Brick Found on the Beach.

You might be wondering why I am showing a stupid brick. In one of my recent posts, I mentioned using your eyes and scanning the beach for non-metallic objects. Not only can non-metallic objects sometimes be valuable, but they might also provide important information about the site or what went on there in the past.

A brick could indicate an old home or other structure, or it could even indicate the presence of a shipwreck.

If you know what you are looking for you can often get an idea of how old a brick is or where it might have come from.

Bricks are often found on old shipwreck sites because they were used in the galley.

Of course not all bricks come from shipwrecks, but there are some signs that will help you determine if it might be.

Brick Shown in the Mel Fisher Artifact Database.

Here is a brick found on either the Atocha or Margarita site. I forget which now.

Notice the black areas and the course materials in the brick. It shares many features with the brick in the first photo. Unfortunately the photo doesn't show the first brick well.

You can see that the brick from the database has a broader and flatter shape

The Mel Fisher artifact database also shows some bricks that seem to be modern bricks that were mixed in with the wreck debris.

I wonder if the black areas could have been created by smoke from the galley. I don't know.

The Exploring Florida web site mentions galley bricks found on the wreck site of the San Pedro. The web site says, "A Florida Underwater Archaeological Preserve is open at the San Pedro site for divers. The San Pedro is among the most picturesque of the 1733 wreck sites. She is located in a white sand pocket surrounded by turtle grass. Abundant marine life inhabits her grave. A large pile of ballast stones contains flat, red bricks from the ship’s galley."

That is another example.

Here is the link if you want to read more about that.

I've mentioned the Queen Ann's Revenge before. It is a wreck that has been studies a lot. I found a pdf file containing information on the bricks and tiles found on that wreck site.

They also show a picture of a ship's galley. Here is the galley.

The study mentions a variety of types of diagnostic information that could help determine the source of old bricks. Some have quartz inclusions, for example. And the dimensions of sample British and Spanish bricks differ, as do French, I believe.

You might want to take a look at the study.

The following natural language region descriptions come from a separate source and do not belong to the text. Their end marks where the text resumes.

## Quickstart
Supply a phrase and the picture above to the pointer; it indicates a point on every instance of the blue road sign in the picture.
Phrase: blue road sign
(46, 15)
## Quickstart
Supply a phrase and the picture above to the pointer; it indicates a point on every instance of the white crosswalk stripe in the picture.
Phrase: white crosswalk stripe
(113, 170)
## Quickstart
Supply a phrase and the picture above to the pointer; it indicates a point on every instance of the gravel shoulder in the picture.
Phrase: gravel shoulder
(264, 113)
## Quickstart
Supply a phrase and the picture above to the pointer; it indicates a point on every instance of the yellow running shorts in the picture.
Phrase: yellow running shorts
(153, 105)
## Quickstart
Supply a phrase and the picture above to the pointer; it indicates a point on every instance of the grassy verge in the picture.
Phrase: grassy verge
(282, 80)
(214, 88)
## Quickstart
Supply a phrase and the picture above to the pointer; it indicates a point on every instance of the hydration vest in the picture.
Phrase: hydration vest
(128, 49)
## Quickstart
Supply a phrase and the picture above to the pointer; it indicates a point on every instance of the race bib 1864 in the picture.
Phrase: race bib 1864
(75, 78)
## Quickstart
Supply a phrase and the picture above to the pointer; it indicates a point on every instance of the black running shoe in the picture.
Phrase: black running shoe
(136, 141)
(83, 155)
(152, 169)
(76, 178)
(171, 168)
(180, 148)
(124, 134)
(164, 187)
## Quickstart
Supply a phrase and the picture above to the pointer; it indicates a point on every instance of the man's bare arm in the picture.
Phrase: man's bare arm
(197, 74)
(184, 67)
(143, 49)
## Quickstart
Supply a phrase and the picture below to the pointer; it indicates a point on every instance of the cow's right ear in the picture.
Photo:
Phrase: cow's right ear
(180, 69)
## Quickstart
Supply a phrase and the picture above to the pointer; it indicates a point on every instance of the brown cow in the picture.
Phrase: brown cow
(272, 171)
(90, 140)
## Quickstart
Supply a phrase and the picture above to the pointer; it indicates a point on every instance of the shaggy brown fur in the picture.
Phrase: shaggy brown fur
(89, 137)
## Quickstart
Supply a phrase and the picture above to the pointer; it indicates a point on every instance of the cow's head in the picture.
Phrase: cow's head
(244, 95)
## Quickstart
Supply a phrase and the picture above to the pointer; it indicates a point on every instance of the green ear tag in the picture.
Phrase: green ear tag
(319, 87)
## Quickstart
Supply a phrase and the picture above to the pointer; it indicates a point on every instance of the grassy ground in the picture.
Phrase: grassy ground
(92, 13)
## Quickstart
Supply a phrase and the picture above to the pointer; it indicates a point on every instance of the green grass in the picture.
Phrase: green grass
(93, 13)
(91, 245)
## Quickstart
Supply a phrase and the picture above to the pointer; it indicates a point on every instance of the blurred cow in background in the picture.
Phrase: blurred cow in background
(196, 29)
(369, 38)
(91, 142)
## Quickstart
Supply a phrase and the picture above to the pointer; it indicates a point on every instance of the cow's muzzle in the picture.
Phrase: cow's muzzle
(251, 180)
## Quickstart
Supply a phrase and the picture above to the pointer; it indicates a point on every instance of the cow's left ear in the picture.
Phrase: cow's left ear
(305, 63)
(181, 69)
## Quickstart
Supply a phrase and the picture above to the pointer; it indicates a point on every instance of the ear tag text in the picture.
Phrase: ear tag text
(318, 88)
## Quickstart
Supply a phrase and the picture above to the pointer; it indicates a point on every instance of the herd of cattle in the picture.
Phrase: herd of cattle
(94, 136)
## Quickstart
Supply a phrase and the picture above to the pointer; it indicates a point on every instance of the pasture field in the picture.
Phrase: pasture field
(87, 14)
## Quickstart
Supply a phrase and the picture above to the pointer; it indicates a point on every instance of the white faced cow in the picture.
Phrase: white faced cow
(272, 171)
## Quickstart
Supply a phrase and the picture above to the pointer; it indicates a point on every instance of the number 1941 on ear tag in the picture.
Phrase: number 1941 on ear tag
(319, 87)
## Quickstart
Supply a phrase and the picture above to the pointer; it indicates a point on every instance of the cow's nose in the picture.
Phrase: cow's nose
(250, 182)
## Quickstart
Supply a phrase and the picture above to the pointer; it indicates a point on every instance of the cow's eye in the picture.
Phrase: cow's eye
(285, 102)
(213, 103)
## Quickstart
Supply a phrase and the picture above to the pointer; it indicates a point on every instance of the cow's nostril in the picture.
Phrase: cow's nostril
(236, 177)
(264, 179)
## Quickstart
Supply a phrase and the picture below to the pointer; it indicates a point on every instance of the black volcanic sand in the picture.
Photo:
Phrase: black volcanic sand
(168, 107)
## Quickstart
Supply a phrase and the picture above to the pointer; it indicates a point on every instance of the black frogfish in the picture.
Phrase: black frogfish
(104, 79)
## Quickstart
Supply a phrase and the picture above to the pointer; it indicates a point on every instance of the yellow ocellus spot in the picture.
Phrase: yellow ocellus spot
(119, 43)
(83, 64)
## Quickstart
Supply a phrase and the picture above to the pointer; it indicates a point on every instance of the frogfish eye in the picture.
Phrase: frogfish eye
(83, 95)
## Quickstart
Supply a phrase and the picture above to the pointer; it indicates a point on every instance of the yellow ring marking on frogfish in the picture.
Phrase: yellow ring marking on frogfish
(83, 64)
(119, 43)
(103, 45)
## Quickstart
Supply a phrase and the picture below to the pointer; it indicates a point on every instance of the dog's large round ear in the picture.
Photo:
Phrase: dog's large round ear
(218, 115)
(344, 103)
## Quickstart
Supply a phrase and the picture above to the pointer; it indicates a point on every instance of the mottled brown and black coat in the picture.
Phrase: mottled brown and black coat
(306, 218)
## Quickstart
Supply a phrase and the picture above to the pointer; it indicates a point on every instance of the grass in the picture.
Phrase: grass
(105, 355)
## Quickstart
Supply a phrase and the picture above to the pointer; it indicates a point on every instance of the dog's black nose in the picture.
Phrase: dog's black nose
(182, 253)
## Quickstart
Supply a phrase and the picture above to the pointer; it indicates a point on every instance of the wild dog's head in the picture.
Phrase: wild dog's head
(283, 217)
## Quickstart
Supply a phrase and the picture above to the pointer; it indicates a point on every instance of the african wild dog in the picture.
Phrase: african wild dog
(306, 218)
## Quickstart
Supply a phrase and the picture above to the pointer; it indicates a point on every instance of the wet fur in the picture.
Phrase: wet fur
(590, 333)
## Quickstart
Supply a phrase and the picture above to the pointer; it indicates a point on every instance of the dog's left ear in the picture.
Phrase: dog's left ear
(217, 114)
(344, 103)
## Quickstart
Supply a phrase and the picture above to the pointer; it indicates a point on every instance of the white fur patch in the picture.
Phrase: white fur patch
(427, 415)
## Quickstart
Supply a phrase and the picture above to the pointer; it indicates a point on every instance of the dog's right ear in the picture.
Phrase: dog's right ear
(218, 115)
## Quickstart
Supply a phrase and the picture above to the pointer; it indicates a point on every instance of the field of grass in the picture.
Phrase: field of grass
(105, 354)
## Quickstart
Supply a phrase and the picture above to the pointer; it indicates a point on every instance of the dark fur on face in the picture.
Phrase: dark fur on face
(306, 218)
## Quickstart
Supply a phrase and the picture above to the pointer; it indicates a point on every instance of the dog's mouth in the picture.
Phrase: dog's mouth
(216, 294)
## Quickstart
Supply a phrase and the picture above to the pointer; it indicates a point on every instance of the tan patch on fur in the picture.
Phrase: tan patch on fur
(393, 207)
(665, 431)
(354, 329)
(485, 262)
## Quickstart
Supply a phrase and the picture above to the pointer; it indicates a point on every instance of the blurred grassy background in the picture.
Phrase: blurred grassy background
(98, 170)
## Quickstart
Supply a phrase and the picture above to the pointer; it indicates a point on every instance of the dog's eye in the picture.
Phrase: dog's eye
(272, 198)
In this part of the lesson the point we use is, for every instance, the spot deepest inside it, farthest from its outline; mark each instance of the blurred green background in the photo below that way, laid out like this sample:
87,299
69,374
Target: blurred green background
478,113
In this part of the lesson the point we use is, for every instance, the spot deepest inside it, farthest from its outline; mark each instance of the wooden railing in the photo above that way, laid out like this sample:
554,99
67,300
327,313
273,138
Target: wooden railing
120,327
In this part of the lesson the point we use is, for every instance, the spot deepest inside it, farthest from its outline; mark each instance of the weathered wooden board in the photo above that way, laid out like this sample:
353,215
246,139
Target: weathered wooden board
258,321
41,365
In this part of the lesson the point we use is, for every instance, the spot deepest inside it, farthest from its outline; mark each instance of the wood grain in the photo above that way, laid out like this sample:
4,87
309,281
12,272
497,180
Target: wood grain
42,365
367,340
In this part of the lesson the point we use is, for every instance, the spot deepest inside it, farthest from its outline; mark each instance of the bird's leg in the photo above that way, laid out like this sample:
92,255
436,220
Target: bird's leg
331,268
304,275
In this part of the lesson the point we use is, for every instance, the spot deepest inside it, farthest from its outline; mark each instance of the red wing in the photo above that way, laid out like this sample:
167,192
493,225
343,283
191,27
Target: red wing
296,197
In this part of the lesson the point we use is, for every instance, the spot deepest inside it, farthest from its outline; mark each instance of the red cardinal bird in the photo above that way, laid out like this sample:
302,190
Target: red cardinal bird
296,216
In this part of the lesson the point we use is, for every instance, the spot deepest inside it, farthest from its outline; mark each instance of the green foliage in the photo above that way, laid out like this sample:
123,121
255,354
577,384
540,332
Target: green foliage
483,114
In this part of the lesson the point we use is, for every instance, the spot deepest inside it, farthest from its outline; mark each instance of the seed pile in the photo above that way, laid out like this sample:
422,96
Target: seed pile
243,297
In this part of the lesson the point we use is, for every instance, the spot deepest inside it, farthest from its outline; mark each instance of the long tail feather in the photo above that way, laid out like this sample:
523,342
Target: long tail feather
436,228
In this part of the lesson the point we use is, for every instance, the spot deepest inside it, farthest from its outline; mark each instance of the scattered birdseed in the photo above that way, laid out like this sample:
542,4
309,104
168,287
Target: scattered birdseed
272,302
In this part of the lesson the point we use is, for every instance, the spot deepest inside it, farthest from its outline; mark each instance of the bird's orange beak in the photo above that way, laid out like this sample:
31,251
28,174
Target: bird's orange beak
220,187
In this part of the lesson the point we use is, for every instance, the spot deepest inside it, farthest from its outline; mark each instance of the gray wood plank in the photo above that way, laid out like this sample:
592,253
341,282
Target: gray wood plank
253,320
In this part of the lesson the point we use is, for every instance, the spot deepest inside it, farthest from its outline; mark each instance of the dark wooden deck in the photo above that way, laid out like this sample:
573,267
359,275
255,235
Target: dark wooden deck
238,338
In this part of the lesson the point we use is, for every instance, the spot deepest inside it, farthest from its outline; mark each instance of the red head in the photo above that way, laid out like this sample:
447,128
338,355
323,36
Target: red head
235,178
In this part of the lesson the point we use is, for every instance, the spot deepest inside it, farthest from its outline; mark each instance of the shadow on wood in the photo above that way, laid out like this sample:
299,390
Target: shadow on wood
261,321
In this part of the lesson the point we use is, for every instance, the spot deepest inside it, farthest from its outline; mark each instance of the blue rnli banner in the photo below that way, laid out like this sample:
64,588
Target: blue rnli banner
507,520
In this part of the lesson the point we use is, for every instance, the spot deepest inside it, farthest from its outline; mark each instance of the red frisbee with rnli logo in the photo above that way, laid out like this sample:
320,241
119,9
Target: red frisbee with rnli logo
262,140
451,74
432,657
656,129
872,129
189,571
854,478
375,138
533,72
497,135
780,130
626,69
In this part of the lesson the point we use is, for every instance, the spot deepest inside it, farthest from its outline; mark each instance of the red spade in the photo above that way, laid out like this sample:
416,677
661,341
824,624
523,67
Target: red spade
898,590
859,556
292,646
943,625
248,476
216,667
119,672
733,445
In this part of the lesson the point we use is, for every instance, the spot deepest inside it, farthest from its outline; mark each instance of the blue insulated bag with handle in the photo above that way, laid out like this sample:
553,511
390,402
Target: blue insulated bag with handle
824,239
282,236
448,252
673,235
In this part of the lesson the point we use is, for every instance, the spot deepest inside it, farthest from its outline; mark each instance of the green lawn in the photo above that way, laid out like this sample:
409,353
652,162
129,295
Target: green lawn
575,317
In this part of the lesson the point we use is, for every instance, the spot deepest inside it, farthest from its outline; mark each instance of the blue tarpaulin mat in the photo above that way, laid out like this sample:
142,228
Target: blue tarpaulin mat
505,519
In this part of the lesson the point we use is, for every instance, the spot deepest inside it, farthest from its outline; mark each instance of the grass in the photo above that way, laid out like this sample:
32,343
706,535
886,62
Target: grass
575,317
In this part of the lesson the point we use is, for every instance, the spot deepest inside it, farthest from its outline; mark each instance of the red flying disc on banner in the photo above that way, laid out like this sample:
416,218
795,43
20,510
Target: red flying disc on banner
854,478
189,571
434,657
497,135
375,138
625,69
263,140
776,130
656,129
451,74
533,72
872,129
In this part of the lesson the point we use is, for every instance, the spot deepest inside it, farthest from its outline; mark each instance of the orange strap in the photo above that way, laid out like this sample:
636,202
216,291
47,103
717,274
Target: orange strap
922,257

Here is the link.

I understand that bricks in Spanish are called ladrillos, which is also a word sometimes used to refer to more flat and broad bricks.

In summary, some bricks come from shipwrecks. Keep your eyes open for possible clues like that.

On a different subject, researchers have found that the Biblical account of Moses crossing the Red Sea is possible. They discuss how the wind could have affected the water levels, which were considerably different back then, to create a land bridge across the sea.

If you'd like to read more about that, here is the link.

I don't know if you've ever seen the photos of what appear to be chariot wheels under the Red Sea. I think they were in National Geographic as well as other publications.

Forecast and Conditions.

Seas are relatively calm now with winds from the south. The high tides are still pretty high.

There is nothing much in the topics to watch.

Next weekend might have higher seas again. We'll have to wait a few days to see about that.